PowerShell Tips: LDAP String Manipulation and why not to use Trim
I've been working with PowerShell a lot recently and stumbled a little bit with String Manipulation.  So, I've decided to post some details of what I've learned, to hopefully help others avoid my mistakes.
String manipulation can be very important when scripting, especially if the purpose of the script is to output a human readable report. First, there's a great TechNet article on string manipulation in PowerShell. It covers the basics in great detail; my intent is to supplement that article with some of the pain points that I came across while using those techniques.
How to Trim a String
Trimming a string simply means removing characters from the ends of that string. There are 3 Trim commands: .Trim() .TrimStart() and .TrimEnd(). As the names imply, TrimStart() removes characters from the start of a string, TrimEnd() removes characters from the end of a string, and Trim() removes characters from both ends of the string. Those Trim commands are just methods of the PowerShell string object, so invoking them is easy. If you have a string called $myString, you can invoke Trim on it by using $myString.Trim().
So, what does Trim() do? If you call it like that, it defaults to trimming spaces.
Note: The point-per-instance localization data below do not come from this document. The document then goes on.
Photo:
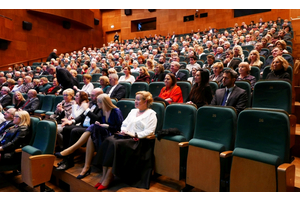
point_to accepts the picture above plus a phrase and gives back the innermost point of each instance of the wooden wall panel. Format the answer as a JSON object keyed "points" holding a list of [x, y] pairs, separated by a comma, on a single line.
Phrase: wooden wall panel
{"points": [[47, 33], [169, 20]]}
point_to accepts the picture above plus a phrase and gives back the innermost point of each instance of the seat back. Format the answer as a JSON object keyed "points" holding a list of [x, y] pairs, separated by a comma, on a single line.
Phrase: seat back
{"points": [[183, 117], [125, 106], [255, 71], [273, 94], [56, 101], [266, 131], [47, 104], [33, 125], [185, 87], [246, 86], [138, 86], [214, 86], [127, 86], [159, 108], [155, 87], [45, 136], [216, 124]]}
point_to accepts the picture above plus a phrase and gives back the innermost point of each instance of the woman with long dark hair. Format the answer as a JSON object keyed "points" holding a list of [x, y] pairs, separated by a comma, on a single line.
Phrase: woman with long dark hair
{"points": [[201, 93]]}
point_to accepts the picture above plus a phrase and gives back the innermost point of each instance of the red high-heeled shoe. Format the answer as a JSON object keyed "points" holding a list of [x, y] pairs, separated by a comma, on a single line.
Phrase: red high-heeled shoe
{"points": [[101, 187], [97, 185]]}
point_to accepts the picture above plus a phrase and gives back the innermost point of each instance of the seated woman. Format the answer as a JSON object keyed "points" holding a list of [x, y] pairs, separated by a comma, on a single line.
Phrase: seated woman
{"points": [[218, 72], [55, 89], [127, 77], [16, 136], [201, 93], [238, 52], [171, 92], [127, 154], [144, 75], [18, 100], [88, 86], [135, 65], [253, 59], [279, 69], [192, 78], [44, 85], [159, 73], [244, 71], [109, 124], [104, 83]]}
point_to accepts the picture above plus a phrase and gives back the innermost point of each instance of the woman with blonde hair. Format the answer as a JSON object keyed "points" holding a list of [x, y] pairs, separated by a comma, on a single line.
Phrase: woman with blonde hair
{"points": [[104, 83], [279, 68], [15, 137], [254, 59], [108, 124]]}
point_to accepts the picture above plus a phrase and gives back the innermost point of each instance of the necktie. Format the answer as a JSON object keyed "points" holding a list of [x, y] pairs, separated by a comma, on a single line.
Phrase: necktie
{"points": [[225, 98], [25, 104]]}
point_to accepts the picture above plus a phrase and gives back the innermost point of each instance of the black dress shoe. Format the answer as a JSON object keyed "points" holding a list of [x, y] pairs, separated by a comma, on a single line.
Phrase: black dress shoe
{"points": [[84, 175], [64, 166], [58, 155]]}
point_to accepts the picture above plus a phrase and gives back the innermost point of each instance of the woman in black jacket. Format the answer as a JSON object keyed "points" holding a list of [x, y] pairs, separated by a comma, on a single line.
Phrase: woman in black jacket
{"points": [[15, 137], [159, 73]]}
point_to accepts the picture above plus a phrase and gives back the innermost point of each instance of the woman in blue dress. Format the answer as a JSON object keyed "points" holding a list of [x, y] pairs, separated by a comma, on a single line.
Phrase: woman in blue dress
{"points": [[109, 123]]}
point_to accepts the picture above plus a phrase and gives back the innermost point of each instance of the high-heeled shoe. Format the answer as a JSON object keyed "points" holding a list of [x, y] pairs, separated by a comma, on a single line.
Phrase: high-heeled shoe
{"points": [[58, 155], [101, 187], [88, 172], [97, 185]]}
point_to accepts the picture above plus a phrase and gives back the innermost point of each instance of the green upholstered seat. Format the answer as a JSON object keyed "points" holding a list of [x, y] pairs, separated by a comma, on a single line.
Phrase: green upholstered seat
{"points": [[273, 94]]}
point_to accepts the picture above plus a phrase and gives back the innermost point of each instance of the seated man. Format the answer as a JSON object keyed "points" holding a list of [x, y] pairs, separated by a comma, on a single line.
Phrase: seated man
{"points": [[231, 95], [116, 90], [175, 70], [32, 103], [5, 98], [71, 132]]}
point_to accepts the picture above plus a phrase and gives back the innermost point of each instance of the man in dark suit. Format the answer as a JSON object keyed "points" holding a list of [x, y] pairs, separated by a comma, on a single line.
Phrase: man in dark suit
{"points": [[71, 133], [175, 70], [32, 103], [52, 55], [5, 98], [9, 117], [229, 61], [231, 95], [116, 90]]}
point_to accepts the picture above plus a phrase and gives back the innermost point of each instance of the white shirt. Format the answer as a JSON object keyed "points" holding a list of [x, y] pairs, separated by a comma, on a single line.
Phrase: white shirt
{"points": [[143, 125], [131, 79]]}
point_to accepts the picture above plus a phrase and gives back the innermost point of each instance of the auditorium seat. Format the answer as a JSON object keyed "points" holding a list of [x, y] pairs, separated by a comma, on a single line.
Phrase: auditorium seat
{"points": [[214, 133], [261, 156], [171, 151]]}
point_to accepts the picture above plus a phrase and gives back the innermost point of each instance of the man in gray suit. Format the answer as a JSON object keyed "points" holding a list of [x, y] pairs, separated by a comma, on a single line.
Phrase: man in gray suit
{"points": [[32, 103], [231, 95]]}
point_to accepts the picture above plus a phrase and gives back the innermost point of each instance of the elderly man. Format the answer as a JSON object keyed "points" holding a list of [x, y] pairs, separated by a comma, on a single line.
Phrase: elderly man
{"points": [[27, 85], [93, 69], [231, 95], [71, 132], [5, 98], [32, 103], [19, 85], [180, 76], [9, 117], [116, 90], [52, 55]]}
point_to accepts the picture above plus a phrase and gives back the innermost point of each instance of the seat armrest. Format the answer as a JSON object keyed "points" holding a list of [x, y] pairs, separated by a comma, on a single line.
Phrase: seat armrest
{"points": [[226, 154], [286, 177], [183, 144]]}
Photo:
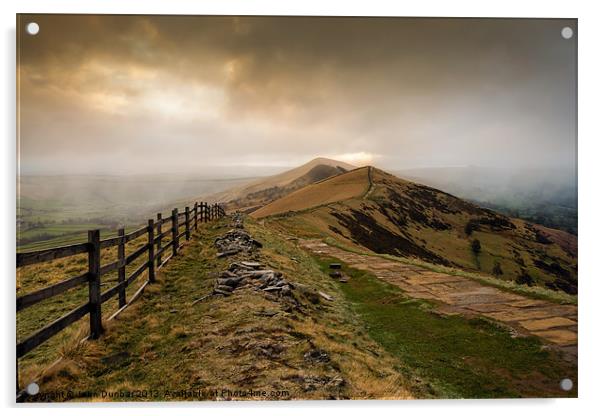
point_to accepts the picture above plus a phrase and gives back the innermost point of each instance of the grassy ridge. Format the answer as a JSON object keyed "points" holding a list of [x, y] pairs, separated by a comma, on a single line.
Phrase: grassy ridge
{"points": [[469, 358]]}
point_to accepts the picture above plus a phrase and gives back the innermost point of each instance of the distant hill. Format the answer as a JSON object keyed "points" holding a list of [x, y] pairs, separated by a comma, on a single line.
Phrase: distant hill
{"points": [[265, 190], [373, 209], [543, 196]]}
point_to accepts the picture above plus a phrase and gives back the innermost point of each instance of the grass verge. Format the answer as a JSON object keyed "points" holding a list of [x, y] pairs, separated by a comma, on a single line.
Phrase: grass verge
{"points": [[460, 357]]}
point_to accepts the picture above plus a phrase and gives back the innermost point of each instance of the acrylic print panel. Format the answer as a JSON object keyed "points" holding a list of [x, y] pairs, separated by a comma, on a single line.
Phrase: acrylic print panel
{"points": [[295, 208]]}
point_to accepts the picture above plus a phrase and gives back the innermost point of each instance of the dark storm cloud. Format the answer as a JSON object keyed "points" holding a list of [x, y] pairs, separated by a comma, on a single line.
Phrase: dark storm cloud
{"points": [[133, 93]]}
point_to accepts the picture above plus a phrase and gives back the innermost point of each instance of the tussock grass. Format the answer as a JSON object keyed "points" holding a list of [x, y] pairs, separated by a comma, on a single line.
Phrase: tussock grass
{"points": [[534, 292], [453, 356], [163, 343]]}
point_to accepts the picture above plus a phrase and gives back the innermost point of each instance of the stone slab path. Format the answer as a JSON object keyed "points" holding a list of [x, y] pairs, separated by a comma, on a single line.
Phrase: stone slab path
{"points": [[555, 324]]}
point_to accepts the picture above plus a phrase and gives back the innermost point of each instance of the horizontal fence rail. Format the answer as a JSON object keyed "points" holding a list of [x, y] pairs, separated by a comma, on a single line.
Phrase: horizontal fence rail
{"points": [[156, 230]]}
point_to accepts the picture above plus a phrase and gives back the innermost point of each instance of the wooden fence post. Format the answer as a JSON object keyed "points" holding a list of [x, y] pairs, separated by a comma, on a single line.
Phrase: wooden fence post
{"points": [[174, 231], [187, 222], [94, 284], [151, 251], [121, 270], [159, 238], [196, 216]]}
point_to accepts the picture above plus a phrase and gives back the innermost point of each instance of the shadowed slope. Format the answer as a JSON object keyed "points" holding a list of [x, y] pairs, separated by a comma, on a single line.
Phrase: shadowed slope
{"points": [[372, 209]]}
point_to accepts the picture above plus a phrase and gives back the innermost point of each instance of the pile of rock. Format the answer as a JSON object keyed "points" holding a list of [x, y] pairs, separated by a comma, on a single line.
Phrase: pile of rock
{"points": [[237, 220], [234, 242], [252, 275]]}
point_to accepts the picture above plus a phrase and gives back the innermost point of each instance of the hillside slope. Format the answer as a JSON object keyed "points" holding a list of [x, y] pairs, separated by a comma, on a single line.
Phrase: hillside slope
{"points": [[402, 218], [265, 190]]}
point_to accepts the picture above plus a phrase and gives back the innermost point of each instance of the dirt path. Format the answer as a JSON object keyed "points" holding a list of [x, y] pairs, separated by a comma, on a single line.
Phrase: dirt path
{"points": [[555, 324]]}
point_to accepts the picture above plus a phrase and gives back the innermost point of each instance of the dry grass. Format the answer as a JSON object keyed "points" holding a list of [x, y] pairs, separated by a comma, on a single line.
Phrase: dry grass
{"points": [[247, 341], [348, 185]]}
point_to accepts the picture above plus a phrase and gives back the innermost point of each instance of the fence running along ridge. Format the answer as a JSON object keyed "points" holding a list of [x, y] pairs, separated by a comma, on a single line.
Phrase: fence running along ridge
{"points": [[201, 212]]}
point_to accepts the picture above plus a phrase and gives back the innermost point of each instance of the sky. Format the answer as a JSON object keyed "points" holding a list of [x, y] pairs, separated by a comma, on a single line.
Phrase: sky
{"points": [[105, 94]]}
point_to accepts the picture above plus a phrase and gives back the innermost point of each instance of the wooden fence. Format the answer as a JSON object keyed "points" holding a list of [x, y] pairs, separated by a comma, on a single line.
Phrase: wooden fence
{"points": [[157, 255]]}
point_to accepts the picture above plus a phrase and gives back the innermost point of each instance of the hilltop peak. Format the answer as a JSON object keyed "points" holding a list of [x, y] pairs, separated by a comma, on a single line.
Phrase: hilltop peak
{"points": [[329, 162]]}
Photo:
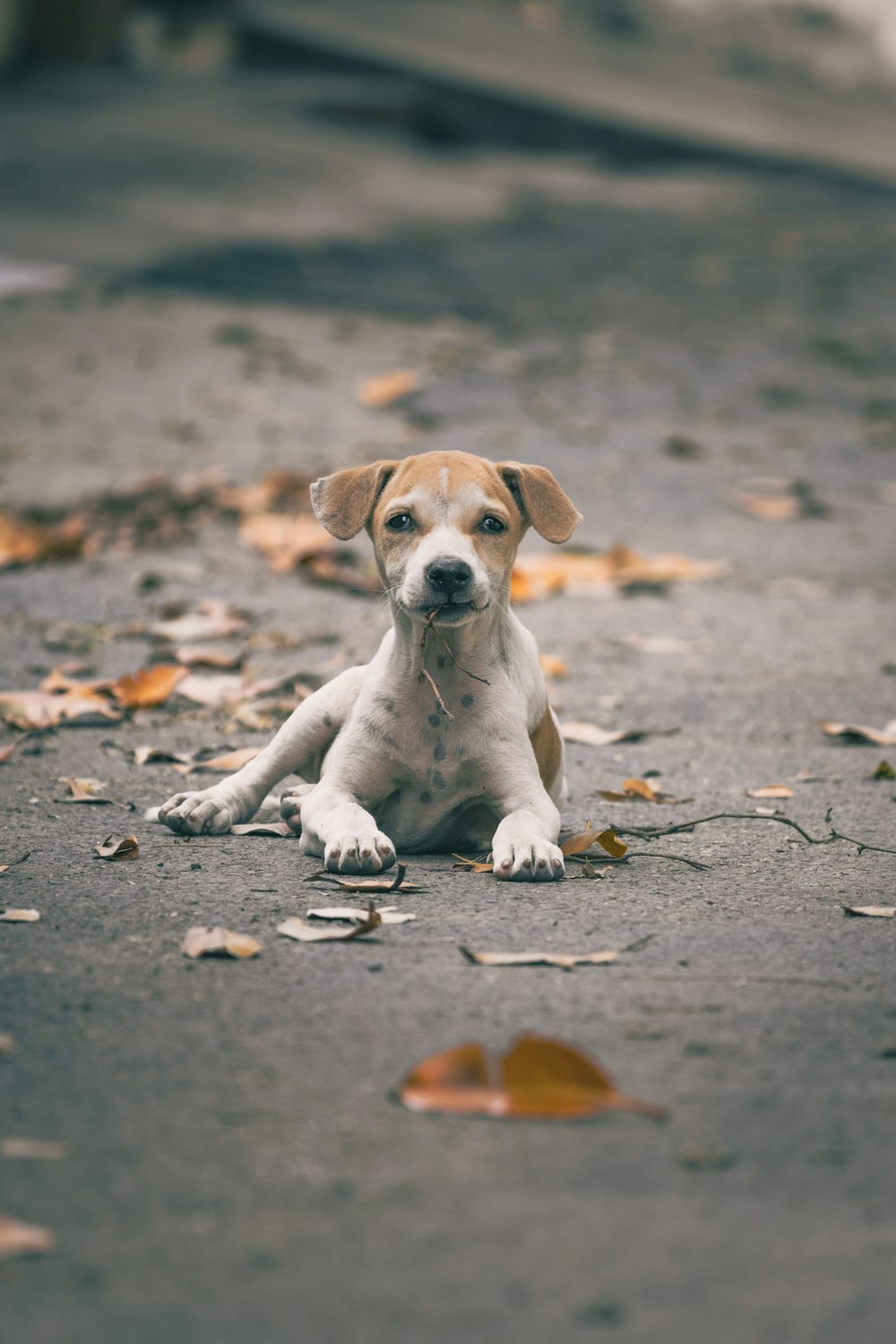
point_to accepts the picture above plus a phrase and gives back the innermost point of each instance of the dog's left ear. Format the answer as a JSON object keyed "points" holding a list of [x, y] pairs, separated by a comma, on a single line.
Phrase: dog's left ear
{"points": [[541, 502], [344, 500]]}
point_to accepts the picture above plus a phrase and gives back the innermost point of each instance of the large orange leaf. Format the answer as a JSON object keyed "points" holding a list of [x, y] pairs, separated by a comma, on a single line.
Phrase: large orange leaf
{"points": [[538, 1078]]}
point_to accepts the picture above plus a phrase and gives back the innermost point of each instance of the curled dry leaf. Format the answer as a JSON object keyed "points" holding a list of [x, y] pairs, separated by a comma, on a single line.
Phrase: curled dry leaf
{"points": [[774, 499], [584, 839], [565, 961], [590, 736], [386, 389], [23, 1238], [207, 620], [115, 849], [220, 943], [856, 733], [538, 1078], [638, 789], [389, 914], [285, 540], [473, 865], [228, 763], [31, 1148], [301, 932], [552, 666], [150, 687], [619, 567], [274, 830]]}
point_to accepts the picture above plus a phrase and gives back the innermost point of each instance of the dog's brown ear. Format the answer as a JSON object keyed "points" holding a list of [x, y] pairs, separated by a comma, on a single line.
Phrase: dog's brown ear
{"points": [[344, 500], [541, 502]]}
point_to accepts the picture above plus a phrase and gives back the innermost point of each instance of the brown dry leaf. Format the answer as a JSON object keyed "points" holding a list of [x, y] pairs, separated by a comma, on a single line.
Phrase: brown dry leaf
{"points": [[23, 1239], [285, 540], [38, 710], [301, 932], [31, 543], [31, 1148], [386, 389], [218, 659], [263, 828], [228, 763], [389, 914], [115, 849], [471, 865], [220, 943], [207, 620], [573, 572], [584, 839], [855, 733], [552, 666], [538, 959], [774, 499], [536, 1080], [633, 789], [590, 736]]}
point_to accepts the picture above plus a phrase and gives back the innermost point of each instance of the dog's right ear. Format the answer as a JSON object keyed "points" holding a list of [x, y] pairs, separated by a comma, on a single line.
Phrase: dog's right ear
{"points": [[344, 500]]}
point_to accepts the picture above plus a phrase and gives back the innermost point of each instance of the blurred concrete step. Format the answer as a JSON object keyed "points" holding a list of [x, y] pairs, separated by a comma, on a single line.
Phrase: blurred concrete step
{"points": [[570, 72]]}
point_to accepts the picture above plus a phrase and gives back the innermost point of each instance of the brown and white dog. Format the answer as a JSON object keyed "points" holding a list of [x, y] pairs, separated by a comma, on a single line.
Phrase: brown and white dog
{"points": [[394, 765]]}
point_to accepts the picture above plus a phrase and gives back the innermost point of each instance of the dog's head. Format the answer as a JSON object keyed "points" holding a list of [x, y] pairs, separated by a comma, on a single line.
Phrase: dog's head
{"points": [[445, 526]]}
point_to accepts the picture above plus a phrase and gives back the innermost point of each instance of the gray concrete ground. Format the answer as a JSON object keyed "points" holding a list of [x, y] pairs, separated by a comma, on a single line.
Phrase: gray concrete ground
{"points": [[236, 1168]]}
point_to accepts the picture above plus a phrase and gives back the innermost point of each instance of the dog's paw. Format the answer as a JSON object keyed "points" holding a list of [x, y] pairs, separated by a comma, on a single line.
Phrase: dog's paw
{"points": [[538, 860], [199, 814], [366, 852]]}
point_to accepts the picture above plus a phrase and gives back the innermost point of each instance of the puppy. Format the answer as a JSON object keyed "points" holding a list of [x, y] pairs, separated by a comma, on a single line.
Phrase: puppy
{"points": [[445, 739]]}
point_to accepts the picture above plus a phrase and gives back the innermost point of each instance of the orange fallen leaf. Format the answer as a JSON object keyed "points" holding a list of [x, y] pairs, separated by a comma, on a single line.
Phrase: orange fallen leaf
{"points": [[115, 849], [301, 932], [536, 1080], [552, 666], [285, 540], [386, 389], [565, 961], [775, 499], [23, 1239], [584, 839], [220, 943], [884, 737], [148, 687]]}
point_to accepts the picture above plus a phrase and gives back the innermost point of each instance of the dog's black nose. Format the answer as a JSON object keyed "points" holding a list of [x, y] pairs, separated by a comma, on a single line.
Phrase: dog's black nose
{"points": [[447, 574]]}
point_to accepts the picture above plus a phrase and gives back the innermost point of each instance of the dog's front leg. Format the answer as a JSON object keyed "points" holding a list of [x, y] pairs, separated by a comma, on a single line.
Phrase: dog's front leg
{"points": [[524, 846], [309, 730]]}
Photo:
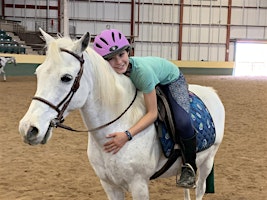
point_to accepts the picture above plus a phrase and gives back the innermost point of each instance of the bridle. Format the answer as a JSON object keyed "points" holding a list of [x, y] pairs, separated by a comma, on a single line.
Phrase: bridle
{"points": [[58, 121]]}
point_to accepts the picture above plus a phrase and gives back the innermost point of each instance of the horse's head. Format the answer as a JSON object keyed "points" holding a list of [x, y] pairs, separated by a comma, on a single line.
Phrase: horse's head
{"points": [[58, 88]]}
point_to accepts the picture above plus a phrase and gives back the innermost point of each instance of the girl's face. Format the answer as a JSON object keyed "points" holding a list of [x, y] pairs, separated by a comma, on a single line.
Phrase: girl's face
{"points": [[120, 62]]}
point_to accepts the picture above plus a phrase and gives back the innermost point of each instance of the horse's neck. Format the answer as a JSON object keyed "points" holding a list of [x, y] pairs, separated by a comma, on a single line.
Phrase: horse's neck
{"points": [[110, 94]]}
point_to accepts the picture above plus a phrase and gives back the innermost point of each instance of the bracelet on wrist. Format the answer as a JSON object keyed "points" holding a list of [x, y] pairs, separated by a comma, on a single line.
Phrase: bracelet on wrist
{"points": [[129, 135]]}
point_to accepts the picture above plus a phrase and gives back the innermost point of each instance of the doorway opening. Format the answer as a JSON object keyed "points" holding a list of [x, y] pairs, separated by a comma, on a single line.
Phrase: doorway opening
{"points": [[251, 59]]}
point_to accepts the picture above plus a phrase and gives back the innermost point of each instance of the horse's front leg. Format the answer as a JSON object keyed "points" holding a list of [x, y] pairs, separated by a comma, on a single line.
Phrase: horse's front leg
{"points": [[113, 192], [139, 189]]}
If using Trim(), it removes all spaces from the start and end of the string; the TrimStart() and TrimEnd() methods allow you to target one end or the other. The really useful thing about Trim is that you can pass it characters to remove, by including them inside the paranthesis in the form of TrimStart("X"). Bear in mind that it is removing characters, not strings... but more on that later.
Let's look at an example that I've come across - LDAP strings. When interacting with Active Directory, we'll often find ourselves dealing with strings like the following: "CN=Jason Coleman,OU=Consultants,OU=Accounts,DC=Company,DC=Local". How do we extract just the user name from that string?
First, we'll prep a string for the example:
PS C:\> $myStr = "CN=Jason Coleman,OU=Consultants,OU=Accounts,DC=Company,DC=Local"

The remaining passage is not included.